Rank-O-ToM: Unlocking Emotional Nuance Ranking to Enhance Affective Theory-of-Mind
JiHyun Kim, JuneHyoung Kwon, MiHyeon Kim, Eunju Lee, YoungBin Kim
TL;DR
Rank-O-ToM addresses the challenge of calibrating AI models to interpret nuanced emotional states for affective ToM. It introduces synthetic sample blending via an adapted horizontal CutMix and a ranking-based loss that enforces higher confidence on clearer emotions and lower confidence on blended ones, formalized as $\mathcal{L}_{rank} = \max(0, \max_{c_1} p^{\mathrm{syn}}_{c_1} - \max_{c_1} p^{\mathrm{fer}}_{c_1} + \delta) + \max(0, \max_{c_2} p^{\mathrm{syn}}_{c_2} - \max_{c_2} p^{\mathrm{fr}}_{c_2} + \delta)$. The model also leverages pseudo-labeling of unlabeled FR data with adaptive class-wise thresholds to broaden training diversity.
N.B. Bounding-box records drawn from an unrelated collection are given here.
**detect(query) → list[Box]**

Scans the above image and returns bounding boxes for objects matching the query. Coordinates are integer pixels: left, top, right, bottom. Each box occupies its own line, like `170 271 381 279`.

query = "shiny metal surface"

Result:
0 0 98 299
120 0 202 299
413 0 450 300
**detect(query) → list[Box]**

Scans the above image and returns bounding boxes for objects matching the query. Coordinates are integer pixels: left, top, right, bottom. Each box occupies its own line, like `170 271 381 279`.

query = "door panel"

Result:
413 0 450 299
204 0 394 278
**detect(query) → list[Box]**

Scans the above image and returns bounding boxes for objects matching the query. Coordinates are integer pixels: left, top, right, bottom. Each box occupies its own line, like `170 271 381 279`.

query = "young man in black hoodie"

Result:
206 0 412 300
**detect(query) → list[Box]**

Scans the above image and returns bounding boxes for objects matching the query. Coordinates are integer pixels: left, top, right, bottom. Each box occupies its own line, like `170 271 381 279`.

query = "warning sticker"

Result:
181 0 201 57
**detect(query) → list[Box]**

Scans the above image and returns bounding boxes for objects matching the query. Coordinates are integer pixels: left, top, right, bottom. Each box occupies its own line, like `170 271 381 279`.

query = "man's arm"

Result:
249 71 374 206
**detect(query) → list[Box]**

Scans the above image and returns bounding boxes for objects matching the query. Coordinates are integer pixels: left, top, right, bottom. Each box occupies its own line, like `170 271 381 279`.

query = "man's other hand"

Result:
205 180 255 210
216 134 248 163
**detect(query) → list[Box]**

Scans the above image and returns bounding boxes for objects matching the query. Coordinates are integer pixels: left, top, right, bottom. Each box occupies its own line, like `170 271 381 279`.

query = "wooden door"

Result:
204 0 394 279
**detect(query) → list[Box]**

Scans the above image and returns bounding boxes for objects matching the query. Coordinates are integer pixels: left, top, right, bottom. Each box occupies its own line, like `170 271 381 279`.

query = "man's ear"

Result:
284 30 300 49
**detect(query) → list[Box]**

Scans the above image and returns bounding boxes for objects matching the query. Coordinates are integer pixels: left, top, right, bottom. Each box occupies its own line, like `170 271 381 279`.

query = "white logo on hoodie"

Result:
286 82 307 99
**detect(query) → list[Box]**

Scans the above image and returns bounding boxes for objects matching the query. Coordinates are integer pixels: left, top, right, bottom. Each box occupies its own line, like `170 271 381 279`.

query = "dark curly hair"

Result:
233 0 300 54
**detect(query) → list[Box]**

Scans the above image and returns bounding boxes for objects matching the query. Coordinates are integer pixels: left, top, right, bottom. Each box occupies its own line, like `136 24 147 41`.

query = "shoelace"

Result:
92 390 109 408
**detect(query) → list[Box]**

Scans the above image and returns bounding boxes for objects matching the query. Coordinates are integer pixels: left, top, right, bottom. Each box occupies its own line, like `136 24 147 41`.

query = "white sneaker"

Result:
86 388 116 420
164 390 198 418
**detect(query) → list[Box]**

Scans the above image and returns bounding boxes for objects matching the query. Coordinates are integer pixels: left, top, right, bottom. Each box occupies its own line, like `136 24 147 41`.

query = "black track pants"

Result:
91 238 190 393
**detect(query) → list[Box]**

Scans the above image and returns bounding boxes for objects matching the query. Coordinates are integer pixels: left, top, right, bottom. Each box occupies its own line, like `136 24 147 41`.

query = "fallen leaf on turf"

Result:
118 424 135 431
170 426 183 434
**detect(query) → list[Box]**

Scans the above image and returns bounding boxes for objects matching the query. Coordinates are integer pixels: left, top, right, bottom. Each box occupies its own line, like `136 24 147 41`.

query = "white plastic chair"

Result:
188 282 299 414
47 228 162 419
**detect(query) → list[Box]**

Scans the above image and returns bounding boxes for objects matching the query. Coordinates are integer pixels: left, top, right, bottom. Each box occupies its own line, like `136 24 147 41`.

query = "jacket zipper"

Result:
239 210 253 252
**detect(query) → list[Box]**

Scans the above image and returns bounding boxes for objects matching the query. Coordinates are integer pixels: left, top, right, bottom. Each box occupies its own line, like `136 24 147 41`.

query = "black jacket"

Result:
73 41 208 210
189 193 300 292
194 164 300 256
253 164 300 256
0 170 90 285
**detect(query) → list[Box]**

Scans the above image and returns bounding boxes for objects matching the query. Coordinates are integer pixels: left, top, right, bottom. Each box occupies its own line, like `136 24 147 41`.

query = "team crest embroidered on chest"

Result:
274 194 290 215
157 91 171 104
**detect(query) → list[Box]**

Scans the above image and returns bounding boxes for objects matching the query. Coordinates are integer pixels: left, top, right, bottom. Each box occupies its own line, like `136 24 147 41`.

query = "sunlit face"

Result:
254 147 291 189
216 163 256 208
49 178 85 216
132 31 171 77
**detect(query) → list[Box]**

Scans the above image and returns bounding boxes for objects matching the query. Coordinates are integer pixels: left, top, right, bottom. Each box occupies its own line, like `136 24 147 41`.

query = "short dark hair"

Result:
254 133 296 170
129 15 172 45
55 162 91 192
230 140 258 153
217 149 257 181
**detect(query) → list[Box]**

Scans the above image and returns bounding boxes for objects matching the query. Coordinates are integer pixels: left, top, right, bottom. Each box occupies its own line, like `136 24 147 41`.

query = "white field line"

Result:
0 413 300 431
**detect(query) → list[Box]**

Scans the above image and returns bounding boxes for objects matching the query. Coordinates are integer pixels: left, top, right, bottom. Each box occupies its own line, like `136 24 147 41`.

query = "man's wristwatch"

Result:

Empirical results on RAF-DB, FERPlus, and AffectNet show improved accuracy and confidence calibration, with qualitative CAM analyses indicating more comprehensive facial region attention and better alignment with compound emotions. Overall, Rank-O-ToM enhances affective ToM by capturing emotional intensity and complexity, enabling more nuanced and trustworthy emotion-aware AI interactions.
Abstract
Facial Expression Recognition (FER) plays a foundational role in enabling AI systems to interpret emotional nuances, a critical aspect of affective Theory of Mind (ToM). However, existing models often struggle with poor calibration and a limited capacity to capture emotional intensity and complexity. To address this, we propose Ranking the Emotional Nuance for Theory of Mind (Rank-O-ToM), a framework that leverages ordinal ranking to align confidence levels with the emotional spectrum. By incorporating synthetic samples reflecting diverse affective complexities, Rank-O-ToM enhances the nuanced understanding of emotions, advancing AI's ability to reason about affective states.